Halloween is here which means bags full of goodies to last you through the end of the year. But before you bite down, you might want to know a little bit more about those chocolate bars.
The $93 billion global chocolate industry could be upended due to climate change. A study of Ghana and Côte d’Ivoire found that growing areas will “decrease quite seriously” by 2050 due to a rise in temperature. The concern over the long-term livelihood of the cocoa plant, along with growing desire for chocolate in India and China, has led some to predict that the cost of chocolate will rise by 30% in the next five years.

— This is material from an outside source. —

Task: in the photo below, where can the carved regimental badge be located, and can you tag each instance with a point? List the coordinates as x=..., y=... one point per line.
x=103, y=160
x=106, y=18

To combat these changes, efforts have been made to map the cocoa plant genome and then make it public. The hope is that it will give researchers the ability to breed better and stronger cocoa plants. Initial results from research centers in Miami to the Cocoa Research Centre (which houses 2,400 types of cacao) have been promising. While efforts by Mars and CIRAD — French Agricultural Research Centre for International Development – have led to two mapped cacao genomes already.
But there’s another major issue with chocolate.
Federal class-action lawsuits were recently filed in California against the big three in chocolate — Mars, Nestle and Hershey — accusing them of false advertising and violating the state’s business and consumer laws. As the lawsuit suggests, the companies have done very little to eradicate child slavery from the farms they source cocoa from, despite publicly signing on to such efforts.
A new Tulane University study estimates that 2.12 million child laborers worked in cocoa production in the 2013-14 harvest season in Ghana and Côte d’Ivoire. In Ghana the numbers of children in the fields are down slightly, but in Côte d’Ivoire (which supplies 43% of the world’s cocoa) they are up almost 50% from five years earlier.
Fortunately, there’s ways to eat your chocolate without supporting child-slavery.
The past several years have seen the arrival of a number of labeling certifications meant to indicate an ethical supply chain. Those include Equal Exchange, Fairtrade and Rainforest Alliance — stuff to look for when looking through your Halloween bag this October 31st.